9 May, 2011@4:38 pm
The Beastie Boys’ eighth studio album is actually their ninth, if the legend of Hot Sauce Committee Vol. 2 is to be believed. As the story goes, Hot Sauce Committee Vol. One was to be released in September of 2010, but was delayed after Adam Yauch was diagnosed with cancer. This led to the cancellation of several tour dates, as well as of the release of Vol. One. So as it stands, Vol. One was delayed indefinitely, while Vol. Two was released “on schedule”. So now, all of the original songs recorded for part one are on part two, and the songs recorded for part two will eventually be released as part one. So that eighth LP is as mysterious and elusive as the age-old question of “who is the official fourth Beastie Boy.” [cont.]
We are well beyond the era of The Beastie Boys dropping classic albums with each release, but that’s not to say they haven’t remained consistent. It’s safe to say that 1996′s Ill Communication was their last “classic” album, while Hello Nasty and To The 5 Boroughs were both undeniably strong, despite both having their own unique sound. Hot Sauce Committee Vol. 2 is a bit of an amalgamation of all of their works, and a few new sounds as well.
No strangers to being experimental, HSCV2 finds them trying on several different styles on for size, some that fit, some that don’t. “Don’t Play No Game That I Can’t Win” sounds more like a Santigold song featuring The Beastie Boys, rather than the reverse, but works regardless. “Too Many Rappers” (feat. Nas) sounded much better in it’s original incarnation than this LP’s “New Reactionaries Version”, which is an over-produced mess. The cheesy “Funky Donkey” channels a bit of Funkadelic, of course with the Beasties’ own spin put on it, but this is something that’s run it’s course in hip-hop over the last 30 years.
Despite a few minor shortcomings, much of the rest of the LP is more or less satisfying and what you’d come to expect from a B-Boys LP. The groovy lead single “Make Some Noise” incorporates all the best parts of 90′s hip-hop and 70′s funk into a sure shot smash, while it’s follow-up “Nonstop Disco Powerpack” finds them right at home with Cold Crush delivery styles. Meanwhile, both “Say It” and “Long Burn The Fire” find them channeling their more abrasive alternative styles found on Ill Communication and Check Your Head, both with excellent results.

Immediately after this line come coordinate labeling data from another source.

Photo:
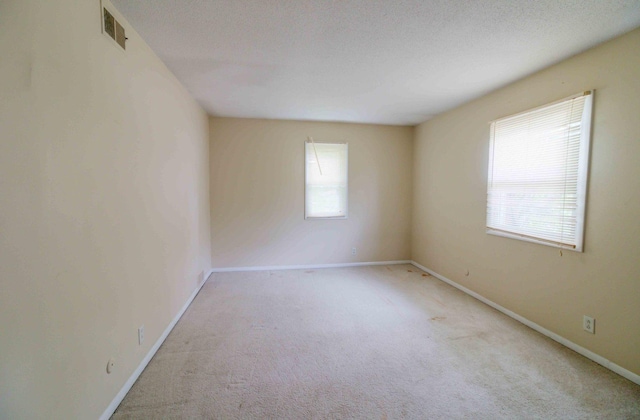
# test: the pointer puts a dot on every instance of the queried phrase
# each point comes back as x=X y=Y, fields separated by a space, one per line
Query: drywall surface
x=257 y=194
x=104 y=215
x=536 y=281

But while “Lee Majors Come Again” and “Multilateral Nuclear Disarment” finds them doing the requisite punk-rock and instrumental tracks, it almost seems like they are just filling out a checklist. While the band’s last six vocal albums seemed to each have a clear direction, HSCV2 comes off more like a collection of songs and styles with less of a defined sound. For what it’s worth, Sauce does have some hot moments, but in comparison to their historic catalog, it has a few mild ones as well.